Внезапно Ульфила упал на колени. Меркурин отшатнулся, прижал ладонь ко рту, чтобы не ахнуть.
– Прости меня, – сказал Ульфила глухо, как из-под воды. – Кроме тебя, нет здесь христиан, и некому выслушать меня.
Меркурин, не стыдясь, разревелся.
Как будто и не видел Ульфила этих слез. Заговорил через силу, будто в гору поднимался с тяжелой ношей:
– Возгордился я выше всякой меры, когда позволил себе считать, будто обратил в истинную веру целое большое племя. Вот стою во прахе среди трупов, и спешу уйти, пока они не распухнут от жары. Мои дети сделали это. Как же глуп, как самонадеян я был, думая, что они послушают моих слов.

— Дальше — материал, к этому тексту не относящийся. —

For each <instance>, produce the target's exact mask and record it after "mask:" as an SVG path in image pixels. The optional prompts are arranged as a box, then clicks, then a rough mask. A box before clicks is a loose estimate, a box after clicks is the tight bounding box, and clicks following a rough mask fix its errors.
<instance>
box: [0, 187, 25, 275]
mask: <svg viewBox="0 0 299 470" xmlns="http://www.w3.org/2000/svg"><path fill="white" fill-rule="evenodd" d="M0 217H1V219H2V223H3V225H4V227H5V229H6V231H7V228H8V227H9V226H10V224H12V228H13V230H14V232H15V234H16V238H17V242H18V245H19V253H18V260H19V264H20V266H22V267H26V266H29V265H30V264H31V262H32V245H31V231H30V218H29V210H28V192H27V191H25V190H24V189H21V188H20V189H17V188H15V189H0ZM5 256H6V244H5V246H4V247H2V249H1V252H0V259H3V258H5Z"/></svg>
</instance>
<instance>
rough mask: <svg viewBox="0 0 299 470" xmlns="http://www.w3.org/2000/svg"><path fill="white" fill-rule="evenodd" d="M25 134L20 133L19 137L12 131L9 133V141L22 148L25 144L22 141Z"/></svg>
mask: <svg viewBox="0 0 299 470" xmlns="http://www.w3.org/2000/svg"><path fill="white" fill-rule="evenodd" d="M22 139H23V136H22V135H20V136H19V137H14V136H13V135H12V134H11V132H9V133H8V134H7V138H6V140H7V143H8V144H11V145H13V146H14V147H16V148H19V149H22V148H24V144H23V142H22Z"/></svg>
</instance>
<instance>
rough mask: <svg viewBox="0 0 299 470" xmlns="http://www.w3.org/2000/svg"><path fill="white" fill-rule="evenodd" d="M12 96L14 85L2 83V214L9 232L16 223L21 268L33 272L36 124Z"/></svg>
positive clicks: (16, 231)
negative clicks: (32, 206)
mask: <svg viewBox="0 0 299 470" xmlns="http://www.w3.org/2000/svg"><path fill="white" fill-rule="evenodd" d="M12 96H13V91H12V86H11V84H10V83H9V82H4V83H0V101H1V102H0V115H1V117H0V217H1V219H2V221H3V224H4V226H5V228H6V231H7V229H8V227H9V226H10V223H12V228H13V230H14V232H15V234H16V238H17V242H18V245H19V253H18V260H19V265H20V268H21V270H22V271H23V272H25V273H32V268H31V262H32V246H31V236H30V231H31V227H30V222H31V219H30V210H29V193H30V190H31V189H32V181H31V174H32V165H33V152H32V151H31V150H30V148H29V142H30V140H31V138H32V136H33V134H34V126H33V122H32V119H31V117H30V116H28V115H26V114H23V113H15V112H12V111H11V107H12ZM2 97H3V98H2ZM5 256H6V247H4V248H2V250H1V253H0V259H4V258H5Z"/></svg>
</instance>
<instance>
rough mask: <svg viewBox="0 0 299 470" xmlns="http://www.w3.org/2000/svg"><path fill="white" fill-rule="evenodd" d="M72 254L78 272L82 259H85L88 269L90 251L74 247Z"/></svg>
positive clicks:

Заливаясь слезами и шумно всхлипывая, Меркурин схватил его за плечи и потащил, стараясь поставить на ноги, но не смог. Повалился головой Ульфиле на колени. Несколько минут Ульфила смотрел на содрогающуюся от рыданий спину своего ученика, после вздохнул и положил на нее ладонь.
– Ох, – вымолвил он совсем тихо. – Видать, на то и поставлен епископом, чтобы не на кого было перекладывать с души тяжесть. Ведь ты не можешь простить меня, Меркурин?
– Не за что тебя прощать, – пробубнил Меркурин, убитый горем.
Еще раз вздохнул Ульфила, встал, помог подняться парню. Привычно высморкал ему нос, как делал еще в те дни, когда тот был ребенком. Теперь епископ был строг и печален, непонятная его ярость исчезла.
– Напрасно я говорил с тобой так, – сказал он. – Эту боль я должен был нести один.